Masih berdasarkan kacamata Bevins, Zen melihat ciri khas gerakan sosial dekade 2010–2020 cenderung anti-leadership, anti-structure, dan prefigurative. Selain itu, jejak panjang trauma historis juga membentuk cara mereka bergerak dan berorganisasi.

“Kalau di masa depan kita menghendaki satu masyarakat yang egaliter maka gerakannya harus egaliter nggak boleh ada hirarki, nggak boleh ada pemimpin,” tutur Zen.

Menurutnya, pilihan untuk anti-leadership dan anti-structure bukan lahir dari ruang kosong, melainkan dari jejak panjang trauma historis. Zen merujuk pada partai-partai politik yang pernah dominan namun akhirnya runtuh seketika. Fenomena historis tersebut mendorong trauma historis di masyarakat.

“PKI itu dua hari digebuk abis. Semuanya lari. Nggak ada satupun statement untuk ayo kita konsol itu nggak ada. Jadi trauma historis itu ada,” tutur Zen.

Namun, Zen menganggap penilaian Bevins terhadap gerakan anti-leadership masih parsial, terutama ketika kesuksesan gerakan diukur semata dari kesuksesan mengambil alih negara.

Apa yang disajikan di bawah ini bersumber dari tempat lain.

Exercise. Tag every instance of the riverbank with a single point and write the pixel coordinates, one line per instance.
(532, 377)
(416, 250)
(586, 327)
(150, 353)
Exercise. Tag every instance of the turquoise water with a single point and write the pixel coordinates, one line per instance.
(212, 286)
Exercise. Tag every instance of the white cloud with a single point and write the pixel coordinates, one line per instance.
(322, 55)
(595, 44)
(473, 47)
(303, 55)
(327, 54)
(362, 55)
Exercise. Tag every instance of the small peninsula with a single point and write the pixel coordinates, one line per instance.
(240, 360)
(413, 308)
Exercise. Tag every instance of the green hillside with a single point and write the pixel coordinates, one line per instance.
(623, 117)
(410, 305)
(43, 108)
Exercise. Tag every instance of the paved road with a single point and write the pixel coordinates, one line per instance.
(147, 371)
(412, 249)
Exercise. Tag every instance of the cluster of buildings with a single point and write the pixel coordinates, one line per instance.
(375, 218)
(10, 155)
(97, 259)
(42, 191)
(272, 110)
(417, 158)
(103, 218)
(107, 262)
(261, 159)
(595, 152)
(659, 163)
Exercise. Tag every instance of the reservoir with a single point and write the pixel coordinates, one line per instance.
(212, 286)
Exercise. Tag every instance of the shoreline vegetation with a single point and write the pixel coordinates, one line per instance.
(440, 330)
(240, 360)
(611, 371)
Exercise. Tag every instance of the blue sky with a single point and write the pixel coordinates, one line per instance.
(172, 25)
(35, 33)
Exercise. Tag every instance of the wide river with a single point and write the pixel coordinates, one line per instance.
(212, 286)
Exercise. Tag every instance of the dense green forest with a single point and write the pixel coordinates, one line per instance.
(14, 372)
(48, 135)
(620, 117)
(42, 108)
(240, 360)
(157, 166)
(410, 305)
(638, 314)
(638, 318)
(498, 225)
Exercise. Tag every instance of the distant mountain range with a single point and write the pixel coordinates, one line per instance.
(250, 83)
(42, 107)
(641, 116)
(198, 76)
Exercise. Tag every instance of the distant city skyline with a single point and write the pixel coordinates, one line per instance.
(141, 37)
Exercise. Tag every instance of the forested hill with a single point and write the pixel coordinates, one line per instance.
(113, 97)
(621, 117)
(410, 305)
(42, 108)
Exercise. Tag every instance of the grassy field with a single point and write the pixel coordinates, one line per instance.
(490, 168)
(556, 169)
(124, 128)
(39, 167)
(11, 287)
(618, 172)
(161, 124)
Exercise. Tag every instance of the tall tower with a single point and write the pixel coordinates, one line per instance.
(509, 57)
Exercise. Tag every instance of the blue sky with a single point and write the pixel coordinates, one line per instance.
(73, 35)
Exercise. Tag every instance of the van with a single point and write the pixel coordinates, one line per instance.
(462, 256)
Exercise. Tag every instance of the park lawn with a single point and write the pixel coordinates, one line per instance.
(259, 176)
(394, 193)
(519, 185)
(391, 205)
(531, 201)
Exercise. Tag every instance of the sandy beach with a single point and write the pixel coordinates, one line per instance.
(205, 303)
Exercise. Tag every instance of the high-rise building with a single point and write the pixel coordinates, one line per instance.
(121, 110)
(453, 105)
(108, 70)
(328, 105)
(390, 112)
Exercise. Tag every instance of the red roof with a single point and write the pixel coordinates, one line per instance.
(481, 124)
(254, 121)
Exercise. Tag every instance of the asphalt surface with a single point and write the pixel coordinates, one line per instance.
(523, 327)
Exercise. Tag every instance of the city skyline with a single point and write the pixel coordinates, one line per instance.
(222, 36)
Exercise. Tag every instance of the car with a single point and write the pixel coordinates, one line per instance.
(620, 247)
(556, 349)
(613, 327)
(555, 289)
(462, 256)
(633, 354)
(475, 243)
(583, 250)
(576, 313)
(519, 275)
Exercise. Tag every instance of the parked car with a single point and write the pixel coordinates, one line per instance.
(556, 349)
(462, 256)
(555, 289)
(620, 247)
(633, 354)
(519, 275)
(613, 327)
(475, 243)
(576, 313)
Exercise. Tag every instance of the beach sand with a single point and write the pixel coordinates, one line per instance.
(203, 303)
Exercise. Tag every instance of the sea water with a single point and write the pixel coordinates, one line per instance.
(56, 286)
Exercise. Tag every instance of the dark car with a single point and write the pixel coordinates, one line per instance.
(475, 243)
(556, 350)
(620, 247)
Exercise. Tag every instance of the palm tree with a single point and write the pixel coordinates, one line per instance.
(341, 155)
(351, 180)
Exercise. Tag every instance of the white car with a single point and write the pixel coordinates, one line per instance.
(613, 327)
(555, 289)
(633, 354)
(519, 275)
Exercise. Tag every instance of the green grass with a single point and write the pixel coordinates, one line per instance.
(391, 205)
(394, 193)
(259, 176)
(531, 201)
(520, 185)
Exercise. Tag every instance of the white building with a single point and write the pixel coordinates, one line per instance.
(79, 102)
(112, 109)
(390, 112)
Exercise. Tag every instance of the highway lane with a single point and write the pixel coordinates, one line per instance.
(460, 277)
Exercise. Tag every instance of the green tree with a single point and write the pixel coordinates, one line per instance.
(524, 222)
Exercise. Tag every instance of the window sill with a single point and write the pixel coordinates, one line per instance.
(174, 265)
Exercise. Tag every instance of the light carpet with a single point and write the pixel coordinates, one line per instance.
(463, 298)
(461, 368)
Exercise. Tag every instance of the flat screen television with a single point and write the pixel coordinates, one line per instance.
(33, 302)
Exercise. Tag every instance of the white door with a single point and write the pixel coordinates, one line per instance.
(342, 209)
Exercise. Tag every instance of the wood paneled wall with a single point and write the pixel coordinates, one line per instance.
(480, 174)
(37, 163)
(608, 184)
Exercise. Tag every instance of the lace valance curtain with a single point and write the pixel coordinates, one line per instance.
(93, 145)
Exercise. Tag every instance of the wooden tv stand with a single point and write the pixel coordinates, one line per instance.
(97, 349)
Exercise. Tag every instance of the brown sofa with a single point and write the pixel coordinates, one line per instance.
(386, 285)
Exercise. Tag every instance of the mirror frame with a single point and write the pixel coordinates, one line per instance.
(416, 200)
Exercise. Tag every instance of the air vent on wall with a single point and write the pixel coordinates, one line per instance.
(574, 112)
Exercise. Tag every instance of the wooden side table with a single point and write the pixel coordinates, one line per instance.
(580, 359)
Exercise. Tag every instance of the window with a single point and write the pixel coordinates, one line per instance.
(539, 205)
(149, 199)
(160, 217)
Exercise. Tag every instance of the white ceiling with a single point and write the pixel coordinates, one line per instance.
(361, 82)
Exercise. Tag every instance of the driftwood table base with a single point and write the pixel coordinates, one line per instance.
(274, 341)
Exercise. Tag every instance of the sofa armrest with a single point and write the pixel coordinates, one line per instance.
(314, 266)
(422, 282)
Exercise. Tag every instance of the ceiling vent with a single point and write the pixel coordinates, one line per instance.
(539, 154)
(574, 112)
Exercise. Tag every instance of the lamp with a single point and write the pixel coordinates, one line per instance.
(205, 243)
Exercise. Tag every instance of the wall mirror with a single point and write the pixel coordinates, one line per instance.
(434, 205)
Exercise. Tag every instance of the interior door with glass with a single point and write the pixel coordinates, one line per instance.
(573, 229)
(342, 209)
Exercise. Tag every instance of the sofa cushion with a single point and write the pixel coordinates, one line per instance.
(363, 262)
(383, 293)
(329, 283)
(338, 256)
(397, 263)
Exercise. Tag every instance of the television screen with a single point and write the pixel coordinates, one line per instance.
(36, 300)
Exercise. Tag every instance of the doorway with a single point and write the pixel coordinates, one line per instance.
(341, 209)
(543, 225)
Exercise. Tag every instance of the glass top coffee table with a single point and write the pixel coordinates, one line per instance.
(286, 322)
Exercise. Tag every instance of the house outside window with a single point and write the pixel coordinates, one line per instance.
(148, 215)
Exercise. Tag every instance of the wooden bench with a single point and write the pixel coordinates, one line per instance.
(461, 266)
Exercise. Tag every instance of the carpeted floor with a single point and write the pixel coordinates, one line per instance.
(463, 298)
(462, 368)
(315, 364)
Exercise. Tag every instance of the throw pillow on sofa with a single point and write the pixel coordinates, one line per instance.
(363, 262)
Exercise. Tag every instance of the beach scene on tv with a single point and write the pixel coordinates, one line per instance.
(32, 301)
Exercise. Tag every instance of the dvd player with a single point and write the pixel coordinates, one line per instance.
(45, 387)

Baca Juga:SABTU SORE #31: Lembang Kehilangan Rumput dan Sejarahnya, Mengapa Dataran Tinggi Ini Sekarang Dirundung Banjir?
SABTU SORE #30: Pemerintah Didesak Mengatur Cukai Minuman Berpemanis agar Sama Ketatnya Dengan Regulasi Rokok dan Alkohol

Hilangnya Aksi yang Organik 

Bagaimana dengan gerakan sosial di Indonesia tempo hari? Zen menyoroti bahwa seluruh gelombang protes besar sejak 2019, mulai dari penolakan Omnibus Law hingga RUU kontroversial lainnya, sejatinya bergerak mengikuti irama elite politik. Demonstrasi-demonstrasi tersebut bukan dari kesadaran atau agenda organik masyarakat, melainkan reaksi terhadap langkah-langkah politik yang sudah ditentukan elite, seperti prolegnas atau pengajuan RUU tertentu.

Situasi ini membuat masyarakat sipil bersifat reaktif dan masuk ke wilayah yang sudah digambar oleh elite, sehingga efek politik yang dicapai terbatas. Dengan kata lain, meski massa bergerak besar dan energinya tinggi, protes tetap dikontrol narasinya oleh kepentingan politik elite, bukan oleh agenda yang lahir dari kebutuhan dan prioritas rakyat sendiri. 

“Kita hanya bisa reaktif dan ketika kita bereaksi berarti kita masuk satu area yang panjang kali lebar lapangannya udah ditentukan bukan oleh kita,” tutur Zen.